Last February, B’nai Keshet was expelled from Ohio State University Hillel for participating in a fundraiser for LGBTQ refugees that was co-sponsored by 15 other organizations, including Jewish Voice for Peace (JVP)—a Jewish organization which supports the Boycott, Divestment and Sanctions (BDS) movement. Yesterday, B’nai Keshet and Open Hillel publicly called for Hillel International and Ohio State Hillel to get rid of the policies that resulted in B’nai Keshet’s expulsion and reinstate the group in a move that was reported on by the Jewish Telegraphic Agency, The Forward and Haaretz.
Elaine Cleary, a senior at Ohio State University and leader in B’nai Keshet, spoke with Amelia Dornbush, a one-time internal coordinator of Open Hillel who graduated from Swarthmore in 2015, about the challenges of student activism and the pain that accompanies feeling alienated from your community. The interview that follows reflects the personal experiences and perspectives of two activists who, two years apart, worked to make the Jewish community more pluralistic.
Amelia Dornbush: First things first.
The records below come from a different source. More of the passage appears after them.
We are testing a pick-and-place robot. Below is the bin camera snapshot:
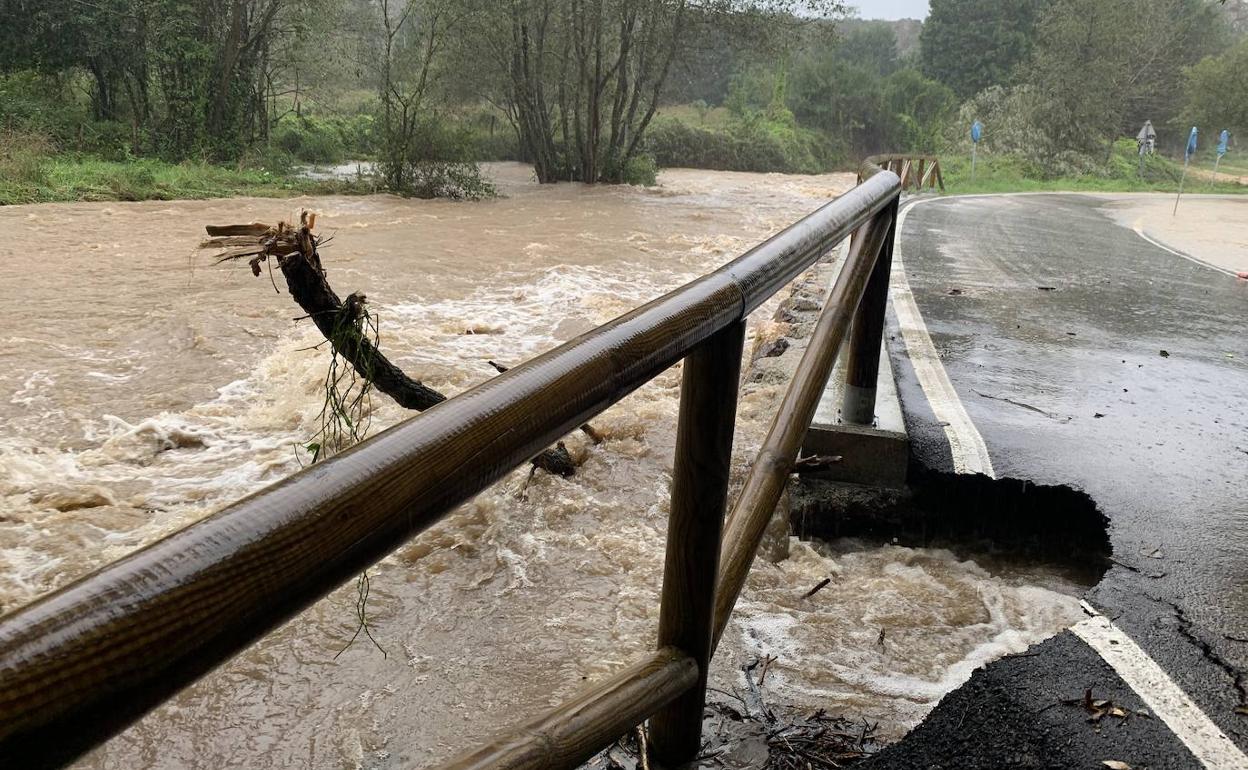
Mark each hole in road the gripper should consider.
[716,473,1109,743]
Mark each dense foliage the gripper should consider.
[0,0,1248,200]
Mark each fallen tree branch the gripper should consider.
[202,211,577,477]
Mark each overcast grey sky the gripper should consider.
[846,0,927,19]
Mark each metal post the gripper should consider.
[650,322,745,768]
[841,197,900,426]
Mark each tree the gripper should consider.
[884,70,957,152]
[1182,40,1248,141]
[459,0,840,182]
[920,0,1053,99]
[1026,0,1226,154]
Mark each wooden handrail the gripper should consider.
[714,207,894,646]
[439,184,897,770]
[0,164,900,769]
[859,154,945,192]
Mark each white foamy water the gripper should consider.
[0,166,1077,769]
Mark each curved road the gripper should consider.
[869,195,1248,770]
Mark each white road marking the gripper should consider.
[889,200,996,477]
[1071,602,1248,770]
[891,193,1248,770]
[1132,221,1236,276]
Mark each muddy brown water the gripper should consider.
[0,165,1078,769]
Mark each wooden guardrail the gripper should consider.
[859,155,945,192]
[0,159,901,770]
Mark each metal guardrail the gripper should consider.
[0,159,902,770]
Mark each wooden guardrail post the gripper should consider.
[841,197,901,426]
[650,321,745,768]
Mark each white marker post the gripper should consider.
[971,120,983,182]
[1171,126,1196,216]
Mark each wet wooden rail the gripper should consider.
[0,161,908,770]
[859,155,945,192]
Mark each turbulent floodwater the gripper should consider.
[0,165,1078,770]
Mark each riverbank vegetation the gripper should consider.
[0,0,1248,203]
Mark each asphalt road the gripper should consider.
[871,195,1248,770]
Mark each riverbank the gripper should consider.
[940,142,1248,195]
[0,150,374,206]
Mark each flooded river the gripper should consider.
[0,165,1078,770]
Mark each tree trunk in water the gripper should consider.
[205,215,576,477]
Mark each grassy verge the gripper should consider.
[0,155,371,205]
[941,142,1248,193]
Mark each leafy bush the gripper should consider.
[0,129,54,205]
[271,115,346,163]
[645,112,837,173]
[377,114,497,200]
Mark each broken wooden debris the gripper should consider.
[201,211,577,477]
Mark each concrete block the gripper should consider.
[802,341,910,488]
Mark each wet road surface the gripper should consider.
[871,195,1248,768]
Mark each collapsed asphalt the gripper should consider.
[866,195,1248,769]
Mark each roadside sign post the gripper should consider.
[1171,126,1197,216]
[971,120,983,182]
[1136,120,1157,178]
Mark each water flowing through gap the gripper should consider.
[0,165,1078,769]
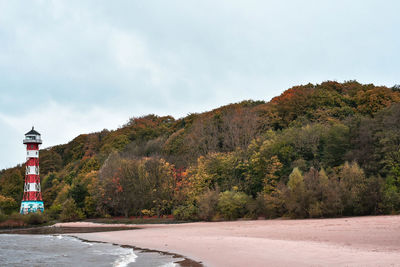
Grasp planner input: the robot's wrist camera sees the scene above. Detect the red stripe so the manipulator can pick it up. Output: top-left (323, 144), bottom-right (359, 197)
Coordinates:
top-left (26, 144), bottom-right (39, 150)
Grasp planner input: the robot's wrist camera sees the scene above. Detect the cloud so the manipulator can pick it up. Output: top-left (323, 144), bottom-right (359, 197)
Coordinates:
top-left (0, 102), bottom-right (129, 168)
top-left (0, 0), bottom-right (400, 168)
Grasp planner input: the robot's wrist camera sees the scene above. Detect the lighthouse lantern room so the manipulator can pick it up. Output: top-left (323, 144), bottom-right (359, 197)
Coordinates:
top-left (20, 127), bottom-right (44, 214)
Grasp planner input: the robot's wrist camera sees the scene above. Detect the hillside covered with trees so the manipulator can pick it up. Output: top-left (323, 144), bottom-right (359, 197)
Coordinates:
top-left (0, 81), bottom-right (400, 223)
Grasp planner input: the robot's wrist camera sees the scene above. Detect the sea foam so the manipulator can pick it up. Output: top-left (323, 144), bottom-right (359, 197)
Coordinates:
top-left (113, 250), bottom-right (137, 267)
How are you holding up?
Elaine Cleary: You know, it’s a little exhausting. I really wish for so many reasons that Hillel had just let us do the fundraiser and stay in to begin with. I really hope that the national American Jewish community will heed our call to tell Hillel to let us back in.
AD: How would you describe what happened with B’Nai Keshet and Hillel?
EC: So, B’nai Keshet co-sponsored a fundraiser with 15 other LBGT community groups. Because one of the co-sponsors was JVP, B’nai Keshet was kicked out of Ohio State Hillel. This was very sad, because not only did we lose the logistical and financial support of Hillel, we also lost our connection to the Jewish community symbolically and physically. This is very troubling to me as a Jewish lesbian, because I believe it’s important to have strong visible presence of queer students on campus, and I don’t think people should have to choose between two identities.